Le visage du lycéen sembla se paralyser et blanchit pendant quelques instants puis s’empourpra. Sa main jaillit tel l’éclair et attrapa Hans au col pour le soulever de terre. Il leva le point mais se plia en deux en lâchant le capitaine. Celui-ci l’avait frappé du pied au ventre en profitant de la différence de taille, il poursuivit en attaquant une nouvelle fois au menton envoyant son adversaire dans la poussière.
« Vous avez compris ou il faut que je poursuive la leçon ? »
Les terminales le regardèrent et ricanèrent.
« Nous sommes cinq et tu es seul, qui est dans la moins bonne posture, petit capitaine ? »
Quelqu’un rit derrière eux.
« Seul ? Les yeux, c’est comme le reste du corps, ça se lave les gars. »Un homme en complet gris, cheveux poivre et sel sérieusement taillé en arrière et petite moustache de phoque ridicule obscurcissant ses traits, attendait à la porte du lycée en tirant sur sa pipe comme une bourrique sénile attendant le retour d’un bateau ayant fait naufrage depuis longtemps.
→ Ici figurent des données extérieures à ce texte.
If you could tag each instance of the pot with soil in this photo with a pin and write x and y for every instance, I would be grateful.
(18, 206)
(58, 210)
Lorsque les élèves commencèrent à sortir il s’avança vers Shin en tendant la main avec un sourire aussi faux que celle-ci était molle, glissante et vicieuse.
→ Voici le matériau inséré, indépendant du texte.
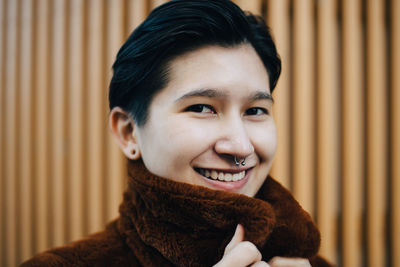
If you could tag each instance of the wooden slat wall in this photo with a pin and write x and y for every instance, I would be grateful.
(337, 112)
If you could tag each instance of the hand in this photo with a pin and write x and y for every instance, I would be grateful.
(239, 253)
(289, 262)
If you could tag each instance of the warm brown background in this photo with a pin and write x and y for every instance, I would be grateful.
(337, 110)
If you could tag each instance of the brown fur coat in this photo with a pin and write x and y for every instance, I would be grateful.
(165, 223)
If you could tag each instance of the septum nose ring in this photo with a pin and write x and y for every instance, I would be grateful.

« Shin, mon garçon, il faudrait que nous parlions, cette lettre vraiment, on doit pouvoir s’arranger…
_Rien, monsieur, ne me fera changer d’avis, ma route est droite et claire car elle est éclairée à la lumière de la loi et de la justice et rien n’est supérieur à la loi si ce n’est l’Eternel. »
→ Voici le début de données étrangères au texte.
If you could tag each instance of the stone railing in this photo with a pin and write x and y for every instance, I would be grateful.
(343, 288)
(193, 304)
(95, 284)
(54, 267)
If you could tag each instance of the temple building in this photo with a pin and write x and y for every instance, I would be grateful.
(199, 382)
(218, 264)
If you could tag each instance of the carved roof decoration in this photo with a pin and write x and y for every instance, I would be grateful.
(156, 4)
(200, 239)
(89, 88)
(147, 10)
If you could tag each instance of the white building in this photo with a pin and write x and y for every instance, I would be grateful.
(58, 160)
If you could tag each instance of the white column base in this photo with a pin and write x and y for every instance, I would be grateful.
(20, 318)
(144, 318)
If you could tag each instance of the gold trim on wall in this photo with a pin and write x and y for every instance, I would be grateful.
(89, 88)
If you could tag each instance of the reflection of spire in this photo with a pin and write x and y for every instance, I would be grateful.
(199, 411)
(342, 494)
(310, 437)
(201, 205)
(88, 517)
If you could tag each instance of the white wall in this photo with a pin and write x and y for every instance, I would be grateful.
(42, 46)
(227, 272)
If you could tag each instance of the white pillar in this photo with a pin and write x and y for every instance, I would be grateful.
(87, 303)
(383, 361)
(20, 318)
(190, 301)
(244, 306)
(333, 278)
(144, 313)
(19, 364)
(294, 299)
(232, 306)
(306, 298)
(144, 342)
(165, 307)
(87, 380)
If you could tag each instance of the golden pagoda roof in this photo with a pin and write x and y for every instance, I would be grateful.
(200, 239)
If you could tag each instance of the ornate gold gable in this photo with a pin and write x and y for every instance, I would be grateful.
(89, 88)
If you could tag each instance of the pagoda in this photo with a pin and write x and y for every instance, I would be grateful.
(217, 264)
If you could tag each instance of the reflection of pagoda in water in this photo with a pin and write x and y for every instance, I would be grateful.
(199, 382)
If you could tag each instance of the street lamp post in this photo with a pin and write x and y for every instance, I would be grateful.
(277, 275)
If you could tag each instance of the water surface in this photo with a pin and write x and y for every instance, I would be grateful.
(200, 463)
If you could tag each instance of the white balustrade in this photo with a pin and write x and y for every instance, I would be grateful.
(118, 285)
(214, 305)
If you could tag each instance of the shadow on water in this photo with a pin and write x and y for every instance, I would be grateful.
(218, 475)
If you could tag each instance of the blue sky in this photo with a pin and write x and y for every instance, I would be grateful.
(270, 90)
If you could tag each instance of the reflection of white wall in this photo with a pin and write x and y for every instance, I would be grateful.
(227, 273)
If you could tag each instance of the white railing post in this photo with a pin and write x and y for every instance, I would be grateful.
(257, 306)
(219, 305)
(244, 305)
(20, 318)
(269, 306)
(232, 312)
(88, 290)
Shin se détourna, en ignorant la main tendue, après ses paroles glacées, l’air sombre et les sourcils froncés. Le vieux monsieur resta planté là sans trop savoir ce qu’il devait faire. Pierce le salua de la main puis rattrapa Aspidistra qui lui faisait signe.
« Eh bien dis-moi, les relations ne sont pas au beau fixe, loin s’en faut, entre eux, commenta Pierce.
_C’est qui ce type ? le questionna Aspidistra.
_Monsieur Pajol, chef de district des Scouts Américains de la région.
_Quel est le motif de litige ?
_Shin était chef de patrouille l’an dernier dans une troupe mais à la suite de différents problèmes il a envoyé une lettre de démission au national ainsi qu’à un certains nombre de personnes annexes.
_Ca n’a pas plu ?
_Oh non, Shin était assez bien vu somme toute par sa hiérarchie parce qu’il était motivé, son départ a jeté un sacré froid, et je ne parle pas de la lettre…
_Je pourrais la lire ?
_Si ça t’amuse… Shin attend, je dois passer chez toi ! »
Il y eut un soir, il y eut un matin…Shin n’était toujours pas revenu en cours ce matin-là. Pierce et James discutaient littérature, Kate, Aspidistra et Phoebe bavardaient à propos des dernières relations de la mode et Roman et Hans tiraient le fer dans un coin. Wladimir et Ollic émergèrent de l’escalier menant au toit, les deux capitaines ne paraissaient pas de bonne humeur.
« Que s’est-il passé avec Shin ? demanda Wladimir.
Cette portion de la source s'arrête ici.